Assistant Attorney General Harmeet K. Dhillon did not whisper a prediction this week — she said it plainly: the Justice Department expects the courts, and ultimately the Supreme Court, to declare AR-15–style rifles lawful across the country. Her remarks came right after the DOJ filed twin lawsuits challenging Denver’s assault-weapon ban and Colorado’s 15-round magazine limit. If you care about the Constitution or common-sense legal facts, this is a big moment worth watching.

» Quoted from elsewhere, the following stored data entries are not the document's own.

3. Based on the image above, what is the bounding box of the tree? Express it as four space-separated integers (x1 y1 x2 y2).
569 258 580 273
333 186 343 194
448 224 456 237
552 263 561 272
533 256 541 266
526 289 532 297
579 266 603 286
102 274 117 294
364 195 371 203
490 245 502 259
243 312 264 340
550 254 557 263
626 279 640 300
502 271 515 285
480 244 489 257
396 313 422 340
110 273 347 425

Why the timing is not an accident
The DOJ’s filings in federal court in Colorado and Dhillon’s interview arrived in the same window for a reason. The department is building a legal path to force an appellate fight on the Second Amendment. Dhillon called the AR-15 ban “low-hanging fruit” because the Supreme Court’s recent language about “common use” guns and the court’s Smith & Wesson wording make a national ruling plausible. The DOJ is leaning on Heller and Bruen — the two big Second Amendment decisions — and saying the courts should stop letting local politicians pick and choose which rights survive.
What the lawsuits actually challenge
Denver’s ordinance and Colorado’s magazine cap
The complaints target two things: Denver’s ordinance that bans many semiautomatic “assault weapons,” and Colorado’s law that limits magazines to 15 rounds. Acting Attorney General Todd Blanche framed the action bluntly: “The Constitution is not a suggestion.” Dhillon added that Colorado’s magazine ban is political virtue signaling at the expense of a constitutional right. Local officials, including Denver’s mayor and Colorado’s attorney general, have vowed to fight — which is exactly what the DOJ wants, because court fights create the appeals the department aims to win.
How this could reach the Supreme Court
If federal judges rule for the plaintiffs, appeals will follow fast. That could create the perfect vehicle for the Supreme Court to weigh in on whether modern bans on AR-15–style rifles or common magazines pass the Bruen test. Of course, legal scholars disagree about how decisive the Smith & Wesson language really is. Still, the DOJ’s strategy is clear: force a definitive ruling so states and cities can’t keep a patchwork system of unequal rights in place.
Why conservatives should pay attention
This fight isn’t just about rifles or magazines. It’s about whether the Constitution means the same thing in New York City, Denver, and rural America. If the courts accept Dhillon’s argument, local officials who enacted bans as political theater will have to answer in open court. If they don’t, millions of Americans will live under second-class rights depending on their ZIP code. Either way, the DOJ has lit the fuse on a case that could settle a major Second Amendment question. Grab some popcorn and hope judges remember that rights don’t get to be trendy only in certain places.